Cette semaine, on se demande si c’est vrai que c’était les femmes qui géraient l’argent par le passé.
Ah! la « germaine »! cette matrone qui gère et qui mène, figure impérative de la mythologie nationale entrée dans le langage courant. Un peu comme le Bonhomme Sept Heures, mais en jupe, en plus effrayant, et pour faire peur aux maris.
Tout mythe, paraît-il, fermente sur une levure de vérité. Faut-il en conclure que les femmes dont nous sommes les héritières tenaient les cordons de la bourse et décidaient de tout? Le Québec d’autrefois était-il un matriarcat?
Faire la lessive, le souper, les comptes
Il est vrai que les femmes apprenaient à s’occuper des sous du ménage, à gérer les dépenses quotidiennes et à développer toutes sortes de stratégies pour joindre les deux bouts. Beaucoup avaient même fréquenté les écoles ménagères où on apprenait encore mieux le métier de bonne épouse et mère. On y enseignait la couture, la cuisine, mais aussi l’art de tenir un budget et d’économiser.
La gestion de l’argent faisait donc partie des tâches ménagères, au même titre que la cuisine, la lessive ou le ménage. C’était une tâche répétitive, obligatoire, astreignante et… féminine.
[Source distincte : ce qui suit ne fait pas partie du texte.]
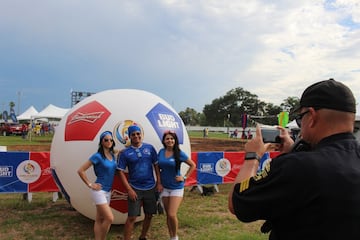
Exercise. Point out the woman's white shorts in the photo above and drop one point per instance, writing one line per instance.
(100, 197)
(172, 192)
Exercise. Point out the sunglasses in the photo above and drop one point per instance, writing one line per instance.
(138, 153)
(299, 117)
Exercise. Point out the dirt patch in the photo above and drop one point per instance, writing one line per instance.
(197, 145)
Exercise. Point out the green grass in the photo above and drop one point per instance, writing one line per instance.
(18, 140)
(217, 135)
(200, 218)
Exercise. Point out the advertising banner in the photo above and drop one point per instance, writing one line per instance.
(30, 171)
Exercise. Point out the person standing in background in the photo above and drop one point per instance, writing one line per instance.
(170, 158)
(104, 164)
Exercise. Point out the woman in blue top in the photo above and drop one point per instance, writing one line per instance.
(170, 158)
(104, 164)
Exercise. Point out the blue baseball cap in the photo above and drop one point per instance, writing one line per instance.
(133, 128)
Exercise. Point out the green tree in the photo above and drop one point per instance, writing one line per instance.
(190, 116)
(228, 109)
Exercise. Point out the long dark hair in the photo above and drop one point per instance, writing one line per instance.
(100, 147)
(176, 148)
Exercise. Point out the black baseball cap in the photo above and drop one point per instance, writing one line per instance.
(328, 94)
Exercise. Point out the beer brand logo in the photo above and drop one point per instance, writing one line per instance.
(119, 195)
(86, 117)
(164, 119)
(28, 171)
(91, 117)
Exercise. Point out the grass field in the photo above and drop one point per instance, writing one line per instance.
(200, 217)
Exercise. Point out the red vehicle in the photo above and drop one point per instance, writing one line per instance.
(7, 129)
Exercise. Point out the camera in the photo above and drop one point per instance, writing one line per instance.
(270, 135)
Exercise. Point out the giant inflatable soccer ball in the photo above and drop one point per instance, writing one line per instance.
(77, 137)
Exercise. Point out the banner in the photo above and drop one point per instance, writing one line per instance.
(24, 172)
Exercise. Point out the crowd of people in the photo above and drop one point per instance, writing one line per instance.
(311, 190)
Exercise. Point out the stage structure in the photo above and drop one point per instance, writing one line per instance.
(78, 96)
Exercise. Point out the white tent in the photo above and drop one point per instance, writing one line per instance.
(52, 112)
(31, 111)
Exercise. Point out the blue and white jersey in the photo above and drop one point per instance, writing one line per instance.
(139, 162)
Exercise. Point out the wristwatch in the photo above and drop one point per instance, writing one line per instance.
(252, 156)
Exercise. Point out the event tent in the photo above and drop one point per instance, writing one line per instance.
(27, 115)
(51, 112)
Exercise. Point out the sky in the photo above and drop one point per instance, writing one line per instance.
(186, 52)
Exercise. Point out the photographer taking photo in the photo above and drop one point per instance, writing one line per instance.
(311, 190)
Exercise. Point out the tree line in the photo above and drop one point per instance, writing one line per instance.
(227, 110)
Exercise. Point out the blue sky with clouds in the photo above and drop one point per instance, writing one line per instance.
(186, 52)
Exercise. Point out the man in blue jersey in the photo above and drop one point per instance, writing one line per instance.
(140, 160)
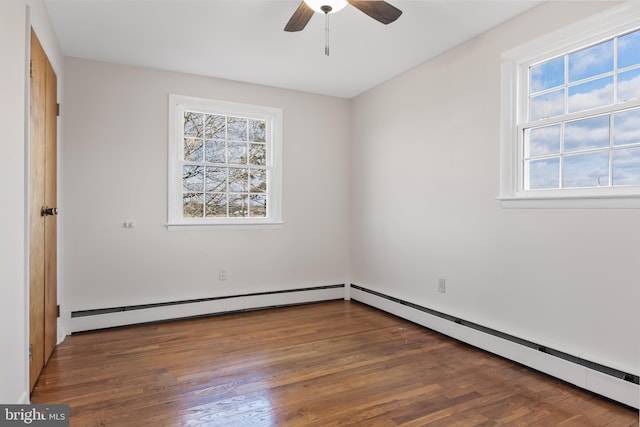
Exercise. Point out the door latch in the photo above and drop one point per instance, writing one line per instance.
(46, 211)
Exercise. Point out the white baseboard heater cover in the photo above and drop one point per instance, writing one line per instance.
(606, 381)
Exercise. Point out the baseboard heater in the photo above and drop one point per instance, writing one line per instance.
(635, 379)
(99, 311)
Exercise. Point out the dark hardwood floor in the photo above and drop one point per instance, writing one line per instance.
(325, 364)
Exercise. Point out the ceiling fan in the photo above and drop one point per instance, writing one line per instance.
(379, 10)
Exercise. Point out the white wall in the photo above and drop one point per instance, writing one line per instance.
(115, 169)
(14, 330)
(425, 159)
(13, 356)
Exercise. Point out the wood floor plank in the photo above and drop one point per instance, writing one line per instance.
(326, 364)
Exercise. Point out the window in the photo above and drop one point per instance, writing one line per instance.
(224, 163)
(571, 116)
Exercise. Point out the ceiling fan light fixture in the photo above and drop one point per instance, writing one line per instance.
(317, 5)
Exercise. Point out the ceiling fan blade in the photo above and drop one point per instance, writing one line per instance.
(299, 19)
(379, 10)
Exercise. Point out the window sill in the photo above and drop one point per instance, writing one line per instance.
(274, 225)
(555, 201)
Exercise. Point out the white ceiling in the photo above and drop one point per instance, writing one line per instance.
(244, 39)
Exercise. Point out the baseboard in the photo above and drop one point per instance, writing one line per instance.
(87, 320)
(599, 380)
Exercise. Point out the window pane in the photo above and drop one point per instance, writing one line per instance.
(193, 124)
(214, 127)
(216, 205)
(626, 166)
(216, 179)
(258, 181)
(237, 153)
(586, 170)
(193, 150)
(238, 205)
(629, 49)
(258, 205)
(629, 85)
(192, 178)
(547, 105)
(543, 173)
(192, 205)
(541, 141)
(239, 180)
(258, 154)
(257, 130)
(547, 75)
(236, 129)
(215, 151)
(587, 133)
(595, 93)
(626, 127)
(591, 62)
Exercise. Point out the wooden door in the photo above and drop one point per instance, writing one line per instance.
(43, 304)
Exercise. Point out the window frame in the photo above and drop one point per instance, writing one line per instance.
(514, 96)
(178, 104)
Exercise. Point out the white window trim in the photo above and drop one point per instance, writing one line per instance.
(272, 115)
(591, 30)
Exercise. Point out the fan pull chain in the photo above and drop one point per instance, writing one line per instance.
(326, 35)
(326, 9)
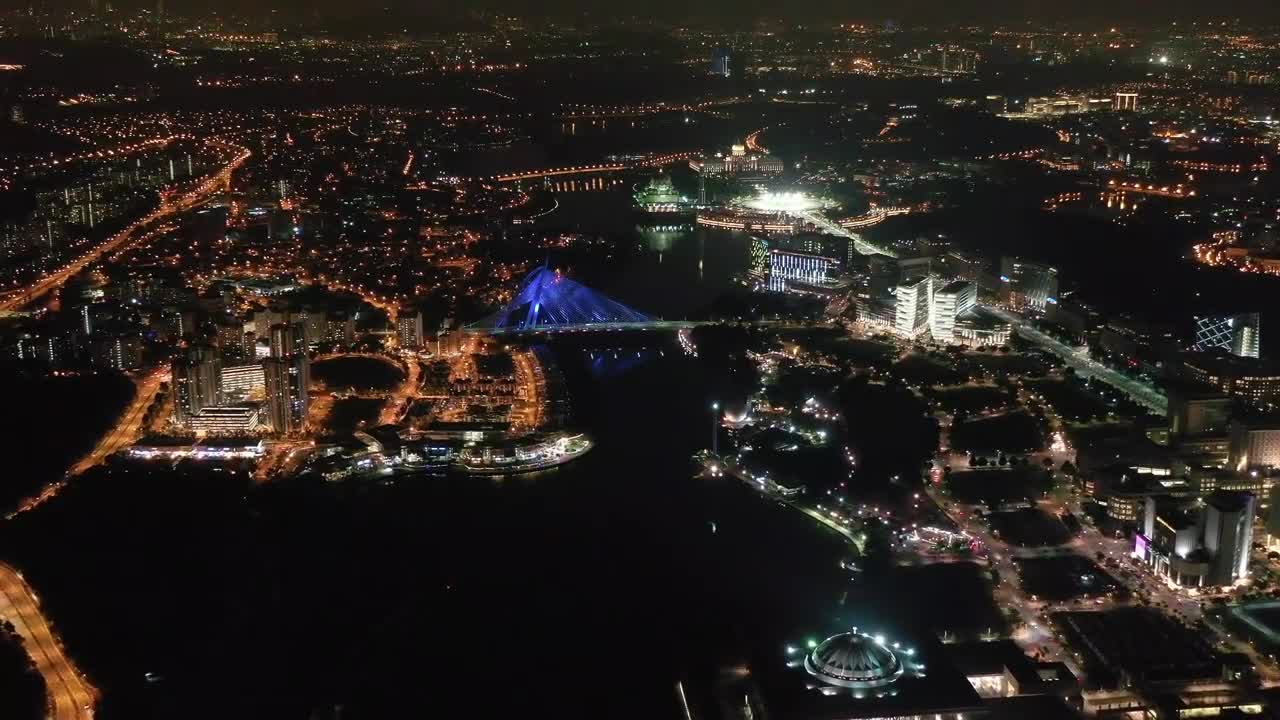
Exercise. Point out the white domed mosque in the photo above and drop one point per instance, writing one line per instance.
(855, 660)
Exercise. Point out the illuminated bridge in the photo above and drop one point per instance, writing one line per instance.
(551, 301)
(656, 162)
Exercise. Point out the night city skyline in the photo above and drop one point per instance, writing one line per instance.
(709, 361)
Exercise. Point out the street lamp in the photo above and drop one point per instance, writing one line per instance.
(714, 428)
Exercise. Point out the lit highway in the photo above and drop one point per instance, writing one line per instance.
(833, 228)
(71, 696)
(169, 205)
(126, 432)
(1084, 365)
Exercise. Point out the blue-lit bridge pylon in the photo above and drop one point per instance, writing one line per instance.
(548, 301)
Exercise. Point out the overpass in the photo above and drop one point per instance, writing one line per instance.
(1086, 367)
(170, 204)
(656, 162)
(860, 244)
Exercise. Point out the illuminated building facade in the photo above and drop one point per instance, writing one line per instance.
(1125, 101)
(950, 302)
(792, 270)
(912, 308)
(225, 419)
(242, 379)
(1238, 335)
(287, 376)
(1032, 286)
(408, 329)
(196, 382)
(1200, 546)
(1253, 381)
(1255, 445)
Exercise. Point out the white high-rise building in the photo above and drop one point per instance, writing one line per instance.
(950, 302)
(912, 309)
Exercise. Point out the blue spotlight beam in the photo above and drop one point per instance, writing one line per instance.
(548, 300)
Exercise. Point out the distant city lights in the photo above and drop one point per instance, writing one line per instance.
(791, 203)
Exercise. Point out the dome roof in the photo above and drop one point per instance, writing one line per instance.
(853, 660)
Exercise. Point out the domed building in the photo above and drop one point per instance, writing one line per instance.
(854, 660)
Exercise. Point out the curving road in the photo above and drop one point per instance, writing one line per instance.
(69, 693)
(169, 205)
(126, 432)
(1084, 365)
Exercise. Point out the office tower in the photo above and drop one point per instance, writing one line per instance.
(1192, 413)
(196, 382)
(950, 302)
(1229, 534)
(789, 269)
(240, 381)
(1239, 335)
(912, 308)
(1032, 286)
(1255, 381)
(265, 319)
(721, 59)
(287, 376)
(1125, 101)
(288, 340)
(286, 381)
(314, 326)
(408, 329)
(964, 265)
(1255, 445)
En tout cas, c’était vrai chez les plus pauvres.
Si les hommes étaient si peu impliqués dans la gestion de l’argent, c’est tout simplement parce qu’il ne restait plus rien à gérer : tout l’argent passait dans les dépenses de survie (manger, se loger, se chauffer, s’habiller). Or la survie, le quotidien, c’était le rayon de Germaine.
Mais dès lors que le ménage était un peu plus riche et que de l’argent survivait au quotidien, c’était monsieur qui s’occupait du surplus. C’est lui qui veillait aux grosses dépenses, aux investissements et aux placements.
Par ailleurs, une pratique courante était celle de l’ardoise sur laquelle les petits commerçants notaient les achats. Ainsi, une femme pouvait-elle aller à l’épicerie, chez le coiffeur ou le blanchisseur sans un sou en poche. Le mari ou elle-même réglait la note lorsque la paie entrait. Il était donc possible de gérer l’argent du ménage sans même y toucher.
Tu gères ou tu mènes?
La répartition des tâches, y compris les tâches liées à l’argent, était donc bel et bien genrée. Les femmes s’occupaient du quotidien et les hommes du surplus et des grosses décisions. Quand il y avait du surplus.
Loin de donner aux femmes le pouvoir qu’on leur attribue parfois, la gestion de l’argent, c’était surtout une corvée de plus. Et une bonne source d’angoisse en situation de pénurie endémique. Sûr que ça ne rend pas aimable, pauvre Germaine.
Il ne faut pas confondre le travail de gestion au quotidien avec le pouvoir de contrôle et de décision sur l’argent. Pour déterminer qui mène réellement côté finances, pour comprendre à qui revient vraiment le pouvoir économique dans un couple, il faut donc dépasser les apparences et se poser les bonnes questions. C’est vrai pour Germaine en 1948 et c’est vrai pour chacune et chacun de nous en 2017.
- Qui possède l’argent? Même si Roger dit à Germaine que tout ce qui est à lui est à elle, ni lui ni elle ne peuvent s’empêcher de ressentir que c’est un peu plus son argent à lui.
- Qui a accès à l’argent? Germaine doit-elle demander à Roger de lui donner des sous pour rhabiller le petit? A-t-elle réellement accès à tout l’argent du ménage?
- Qui contrôle l’argent? Roger a-t-il consulté Germaine avant d’acheter l’auto? Oui, mais il l’a achetée quand même.
- Qui s’occupe de l’argent au quotidien? Ça, c’est Germaine. Et ça arrange bien Roger.
Si vous vous posez des questions sur la gestion de l’argent dans votre couple, commencez par répondre à ces quatre questions. Elles devraient constituer la toute première étape de votre audit financier introspectif. Avant même de parler d’argent avec chaton, avant de partager un tableur Excel multicolore ou de vous demander si t’en as-tu vraiment besoin.
Ce ne sont pas des questions faciles, car on a besoin de penser qu’on est égaux dans le couple. Mais on a aussi besoin de comprendre comment les choses se passent vraiment, sous le tablier des germaines et au-delà des mythes.